Having never had a real job to begin with, I’ve felt less pain and angst than those who’ve lost theirs in the current “downturn.” My sister, a journalist of two-decades-plus standing, ran into a perfect storm of ageism, a global recession, and an imploding newspaper industry; she lost her job and is still trying to get her footing back. But I have parceled out my perfect storm into a lifetime of economic drizzle. Downward mobility wasn’t exactly my goal, but here I am. I live in a smaller house than the one I grew up in, in a “worse” neighborhood, and make much less money than my father did. My wife works, and it’s not an option. That wouldn’t have cut it in my parents’ world.

Sure, we’re scrimping a bit. My freelance income is down. Until it evaporated last winter, I had the best part-time writing gig in America, as a food-and-travel writer for Bon Appétit. I traveled like a prince. Island-hopping in the Greek Islands. A 2000 sq-ft duplex suite at a Vegas hotel, complete with monogrammed bathrobe and my own personal butler. Three nights in a luxus tree fort at the Post Ranch Inn in Big Sur, overlooking the Pacific, with Penelope Cruz and Javier Bardem inhabiting the next tree. The job let me spy on how the other half lived. The other half? Hah! The other one percent!

Here in the Lower 99, meanwhile, things continue more or less as they always have.
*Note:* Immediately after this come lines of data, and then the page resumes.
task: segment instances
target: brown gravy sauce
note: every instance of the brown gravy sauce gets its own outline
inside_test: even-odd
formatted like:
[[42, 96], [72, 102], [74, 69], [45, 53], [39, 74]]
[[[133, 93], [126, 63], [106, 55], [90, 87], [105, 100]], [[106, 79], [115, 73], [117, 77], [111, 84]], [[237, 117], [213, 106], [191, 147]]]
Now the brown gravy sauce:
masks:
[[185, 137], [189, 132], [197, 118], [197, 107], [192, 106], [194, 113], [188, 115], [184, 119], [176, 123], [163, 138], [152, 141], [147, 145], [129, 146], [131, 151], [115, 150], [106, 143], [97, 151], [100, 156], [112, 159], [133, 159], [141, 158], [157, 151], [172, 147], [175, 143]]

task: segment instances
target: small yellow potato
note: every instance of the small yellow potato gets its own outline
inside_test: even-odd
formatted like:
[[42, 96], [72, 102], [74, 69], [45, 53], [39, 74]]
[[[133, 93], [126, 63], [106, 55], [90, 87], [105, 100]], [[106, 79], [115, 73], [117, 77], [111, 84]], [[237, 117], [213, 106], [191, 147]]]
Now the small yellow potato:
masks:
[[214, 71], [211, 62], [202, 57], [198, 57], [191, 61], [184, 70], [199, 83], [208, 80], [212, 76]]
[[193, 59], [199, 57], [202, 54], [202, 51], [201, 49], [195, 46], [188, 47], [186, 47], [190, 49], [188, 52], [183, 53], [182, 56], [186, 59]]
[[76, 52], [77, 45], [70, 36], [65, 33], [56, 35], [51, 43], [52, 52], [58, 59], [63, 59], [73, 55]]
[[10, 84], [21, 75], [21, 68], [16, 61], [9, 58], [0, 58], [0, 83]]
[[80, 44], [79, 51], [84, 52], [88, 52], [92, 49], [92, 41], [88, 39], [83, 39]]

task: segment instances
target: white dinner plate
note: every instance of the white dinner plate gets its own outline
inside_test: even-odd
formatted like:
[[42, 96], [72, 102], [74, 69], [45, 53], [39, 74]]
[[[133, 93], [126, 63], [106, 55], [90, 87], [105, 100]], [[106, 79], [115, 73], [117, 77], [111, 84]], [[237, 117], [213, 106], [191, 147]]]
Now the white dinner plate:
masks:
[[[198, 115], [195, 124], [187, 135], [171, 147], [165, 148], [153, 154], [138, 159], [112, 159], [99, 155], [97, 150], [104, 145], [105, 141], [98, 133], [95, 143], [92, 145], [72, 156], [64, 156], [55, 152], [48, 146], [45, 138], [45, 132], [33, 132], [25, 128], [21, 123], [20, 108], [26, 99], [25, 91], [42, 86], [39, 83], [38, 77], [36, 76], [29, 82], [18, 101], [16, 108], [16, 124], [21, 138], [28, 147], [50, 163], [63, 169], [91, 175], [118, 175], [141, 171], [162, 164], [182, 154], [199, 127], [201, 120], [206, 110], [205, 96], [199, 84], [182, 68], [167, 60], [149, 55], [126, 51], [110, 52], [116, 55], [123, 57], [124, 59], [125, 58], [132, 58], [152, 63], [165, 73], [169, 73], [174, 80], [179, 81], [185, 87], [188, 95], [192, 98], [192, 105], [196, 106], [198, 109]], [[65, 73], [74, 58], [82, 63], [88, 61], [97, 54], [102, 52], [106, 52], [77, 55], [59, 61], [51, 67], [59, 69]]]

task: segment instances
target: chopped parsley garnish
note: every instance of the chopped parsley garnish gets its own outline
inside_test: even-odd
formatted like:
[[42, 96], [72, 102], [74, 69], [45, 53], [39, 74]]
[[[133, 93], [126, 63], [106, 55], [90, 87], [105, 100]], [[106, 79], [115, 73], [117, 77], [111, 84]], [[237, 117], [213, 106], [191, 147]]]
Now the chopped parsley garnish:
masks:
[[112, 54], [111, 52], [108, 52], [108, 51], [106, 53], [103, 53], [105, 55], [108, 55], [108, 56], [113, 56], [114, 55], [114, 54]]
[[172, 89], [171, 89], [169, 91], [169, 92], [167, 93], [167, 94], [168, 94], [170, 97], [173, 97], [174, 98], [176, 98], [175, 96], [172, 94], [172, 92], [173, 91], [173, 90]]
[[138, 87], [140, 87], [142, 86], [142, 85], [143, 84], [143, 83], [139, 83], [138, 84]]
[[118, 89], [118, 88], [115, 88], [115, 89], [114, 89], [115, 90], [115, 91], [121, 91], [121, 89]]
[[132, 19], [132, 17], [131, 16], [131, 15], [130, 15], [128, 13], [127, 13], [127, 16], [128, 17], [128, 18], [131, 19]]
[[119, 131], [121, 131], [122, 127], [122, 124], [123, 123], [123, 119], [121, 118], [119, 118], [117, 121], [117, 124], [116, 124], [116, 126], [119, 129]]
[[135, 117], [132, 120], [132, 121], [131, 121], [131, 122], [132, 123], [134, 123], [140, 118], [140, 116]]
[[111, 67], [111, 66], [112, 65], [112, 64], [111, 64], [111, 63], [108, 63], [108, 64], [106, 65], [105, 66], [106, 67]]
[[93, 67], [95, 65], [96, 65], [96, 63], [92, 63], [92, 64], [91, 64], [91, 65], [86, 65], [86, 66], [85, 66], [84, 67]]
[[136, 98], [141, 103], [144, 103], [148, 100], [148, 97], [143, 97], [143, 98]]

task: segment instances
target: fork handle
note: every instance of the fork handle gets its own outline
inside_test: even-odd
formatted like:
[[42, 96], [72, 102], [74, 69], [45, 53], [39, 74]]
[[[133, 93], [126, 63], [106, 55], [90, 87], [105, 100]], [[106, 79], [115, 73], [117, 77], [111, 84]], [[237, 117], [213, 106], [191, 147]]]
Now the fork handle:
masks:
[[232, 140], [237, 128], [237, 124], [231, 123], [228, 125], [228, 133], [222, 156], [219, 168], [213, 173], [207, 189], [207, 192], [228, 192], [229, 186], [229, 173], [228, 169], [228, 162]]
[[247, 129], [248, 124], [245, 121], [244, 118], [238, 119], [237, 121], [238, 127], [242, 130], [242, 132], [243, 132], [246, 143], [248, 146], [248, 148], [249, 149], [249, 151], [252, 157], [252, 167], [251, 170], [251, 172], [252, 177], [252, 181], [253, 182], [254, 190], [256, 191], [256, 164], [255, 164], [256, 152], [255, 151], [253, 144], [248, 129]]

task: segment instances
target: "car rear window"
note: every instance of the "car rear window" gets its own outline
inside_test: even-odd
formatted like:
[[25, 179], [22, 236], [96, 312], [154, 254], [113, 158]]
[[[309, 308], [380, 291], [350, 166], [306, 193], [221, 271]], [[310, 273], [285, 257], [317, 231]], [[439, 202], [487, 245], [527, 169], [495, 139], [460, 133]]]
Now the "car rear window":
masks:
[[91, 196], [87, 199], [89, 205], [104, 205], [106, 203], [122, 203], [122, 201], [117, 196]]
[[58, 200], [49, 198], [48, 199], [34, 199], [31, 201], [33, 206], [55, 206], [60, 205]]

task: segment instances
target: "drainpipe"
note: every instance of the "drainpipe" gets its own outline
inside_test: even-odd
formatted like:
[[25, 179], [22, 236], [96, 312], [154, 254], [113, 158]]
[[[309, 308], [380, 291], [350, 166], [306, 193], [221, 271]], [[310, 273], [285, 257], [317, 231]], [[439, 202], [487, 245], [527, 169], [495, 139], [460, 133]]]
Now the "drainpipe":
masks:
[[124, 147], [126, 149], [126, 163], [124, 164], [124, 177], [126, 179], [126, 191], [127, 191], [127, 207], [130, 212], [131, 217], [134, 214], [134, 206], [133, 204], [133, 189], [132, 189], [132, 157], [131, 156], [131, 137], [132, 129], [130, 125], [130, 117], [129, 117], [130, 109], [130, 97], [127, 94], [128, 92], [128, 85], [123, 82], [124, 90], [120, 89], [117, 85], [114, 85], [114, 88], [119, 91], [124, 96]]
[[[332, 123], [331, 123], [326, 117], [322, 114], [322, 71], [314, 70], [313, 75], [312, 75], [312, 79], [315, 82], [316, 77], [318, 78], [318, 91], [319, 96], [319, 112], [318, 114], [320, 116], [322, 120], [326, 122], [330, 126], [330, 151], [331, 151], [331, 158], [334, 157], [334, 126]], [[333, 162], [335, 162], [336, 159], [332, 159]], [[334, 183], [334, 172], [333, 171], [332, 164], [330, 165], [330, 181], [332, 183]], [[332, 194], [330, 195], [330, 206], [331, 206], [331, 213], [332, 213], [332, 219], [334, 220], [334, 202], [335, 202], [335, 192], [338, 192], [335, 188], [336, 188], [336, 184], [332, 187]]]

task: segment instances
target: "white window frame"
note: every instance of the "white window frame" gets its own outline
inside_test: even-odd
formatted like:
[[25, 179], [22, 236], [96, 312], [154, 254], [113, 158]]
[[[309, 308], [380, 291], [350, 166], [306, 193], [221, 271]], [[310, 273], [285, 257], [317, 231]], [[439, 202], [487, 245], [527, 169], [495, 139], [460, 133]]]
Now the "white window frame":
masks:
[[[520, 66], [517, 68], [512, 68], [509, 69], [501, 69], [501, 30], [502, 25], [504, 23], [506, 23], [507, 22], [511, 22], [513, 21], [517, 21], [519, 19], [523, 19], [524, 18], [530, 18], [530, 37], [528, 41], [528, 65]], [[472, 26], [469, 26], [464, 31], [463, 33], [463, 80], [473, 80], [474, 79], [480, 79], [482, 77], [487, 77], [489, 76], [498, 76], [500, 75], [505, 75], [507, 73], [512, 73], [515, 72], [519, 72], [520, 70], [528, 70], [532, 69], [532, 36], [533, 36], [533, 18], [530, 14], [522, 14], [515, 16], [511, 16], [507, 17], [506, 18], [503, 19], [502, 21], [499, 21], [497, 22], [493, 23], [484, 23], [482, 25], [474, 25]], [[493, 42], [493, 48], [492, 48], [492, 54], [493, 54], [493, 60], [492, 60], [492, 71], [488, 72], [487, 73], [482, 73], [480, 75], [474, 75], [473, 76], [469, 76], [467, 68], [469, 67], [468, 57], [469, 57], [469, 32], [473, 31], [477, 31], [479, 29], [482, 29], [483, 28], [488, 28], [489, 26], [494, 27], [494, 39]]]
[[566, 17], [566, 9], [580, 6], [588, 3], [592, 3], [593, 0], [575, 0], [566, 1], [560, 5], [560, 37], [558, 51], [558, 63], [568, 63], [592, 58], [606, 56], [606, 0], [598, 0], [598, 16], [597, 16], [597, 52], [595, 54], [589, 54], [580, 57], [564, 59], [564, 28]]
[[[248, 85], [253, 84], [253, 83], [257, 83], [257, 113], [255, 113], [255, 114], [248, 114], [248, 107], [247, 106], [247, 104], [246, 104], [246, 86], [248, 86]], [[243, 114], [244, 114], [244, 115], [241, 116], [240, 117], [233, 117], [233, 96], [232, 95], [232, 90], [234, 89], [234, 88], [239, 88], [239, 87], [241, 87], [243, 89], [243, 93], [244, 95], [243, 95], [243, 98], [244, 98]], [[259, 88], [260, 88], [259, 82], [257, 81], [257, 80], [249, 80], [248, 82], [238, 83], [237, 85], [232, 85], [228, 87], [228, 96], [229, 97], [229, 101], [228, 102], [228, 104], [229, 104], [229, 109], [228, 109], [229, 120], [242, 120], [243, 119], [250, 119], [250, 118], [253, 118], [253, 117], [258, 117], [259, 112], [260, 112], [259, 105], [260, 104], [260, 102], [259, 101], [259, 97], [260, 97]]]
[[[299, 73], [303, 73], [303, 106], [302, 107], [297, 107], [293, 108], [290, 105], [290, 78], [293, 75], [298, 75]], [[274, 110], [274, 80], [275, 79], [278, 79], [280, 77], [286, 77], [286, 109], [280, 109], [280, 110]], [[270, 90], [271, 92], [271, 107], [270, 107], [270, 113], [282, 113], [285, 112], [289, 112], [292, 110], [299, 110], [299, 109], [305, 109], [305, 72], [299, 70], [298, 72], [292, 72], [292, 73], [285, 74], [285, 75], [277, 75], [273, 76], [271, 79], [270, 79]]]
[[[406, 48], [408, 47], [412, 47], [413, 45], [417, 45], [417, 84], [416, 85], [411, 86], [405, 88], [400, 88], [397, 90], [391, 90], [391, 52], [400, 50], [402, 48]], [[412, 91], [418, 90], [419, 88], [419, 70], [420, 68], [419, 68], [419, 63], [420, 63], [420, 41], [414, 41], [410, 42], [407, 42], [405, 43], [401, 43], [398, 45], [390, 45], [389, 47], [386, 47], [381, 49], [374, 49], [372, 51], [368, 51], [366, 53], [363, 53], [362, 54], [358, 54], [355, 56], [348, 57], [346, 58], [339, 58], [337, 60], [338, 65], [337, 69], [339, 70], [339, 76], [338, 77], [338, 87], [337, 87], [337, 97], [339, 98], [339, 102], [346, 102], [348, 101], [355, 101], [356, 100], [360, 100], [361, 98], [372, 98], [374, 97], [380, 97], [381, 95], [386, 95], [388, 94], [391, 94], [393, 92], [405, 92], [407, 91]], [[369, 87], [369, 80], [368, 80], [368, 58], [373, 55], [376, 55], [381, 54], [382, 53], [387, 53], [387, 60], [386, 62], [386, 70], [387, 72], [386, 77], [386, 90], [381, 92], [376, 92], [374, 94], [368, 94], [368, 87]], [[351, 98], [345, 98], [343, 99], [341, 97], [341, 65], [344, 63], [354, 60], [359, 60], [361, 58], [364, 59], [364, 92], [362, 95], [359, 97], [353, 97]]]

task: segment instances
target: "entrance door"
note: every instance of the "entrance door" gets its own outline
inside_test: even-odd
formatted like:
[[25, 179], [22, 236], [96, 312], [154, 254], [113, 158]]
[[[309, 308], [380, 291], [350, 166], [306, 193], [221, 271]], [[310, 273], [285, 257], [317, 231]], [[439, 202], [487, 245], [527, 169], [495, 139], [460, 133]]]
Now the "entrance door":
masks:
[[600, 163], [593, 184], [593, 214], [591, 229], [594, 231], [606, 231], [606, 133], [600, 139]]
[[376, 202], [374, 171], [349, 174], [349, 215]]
You mow your own lawn, get Chinese take-out from the corner, and savor a miser’s delight at the prospect of keeping your PT Cruiser until it has 300,000 miles on it and disintegrates in the driveway. And you work work work. I work on weekends, on holidays; call me on the 4th of July and you’ll catch me right here at the keyboard. I’m not proud of this, not really. I’m just doing it. An insidious logic afflicts us in this country—when the economy contracts, you have to expand. This is another way, a very American way, of saying: it’s your problem, solve it.

Of course, nobody wants 1979 redux, with mortgage rates at 18%, Manhattan a stinking, twenty-square-mile garbage can, and tin-pot nations routinely kicking our butt abroad. But I’m not sorry to see our spree come to an end. Good riddance to an era when, to paraphrase Shakespeare, nature was out of joint. Good riddance to weekly newsmagazines hailing the newest dot.com billionaire, and to TV ads where punked-out computer geeks strut like crazed turkeys while tutoring their feckless fathers in day trading. For the moment at least, we’re back to straitened circumstances. And is it American blasphemy to say that it feels like a return to normalcy?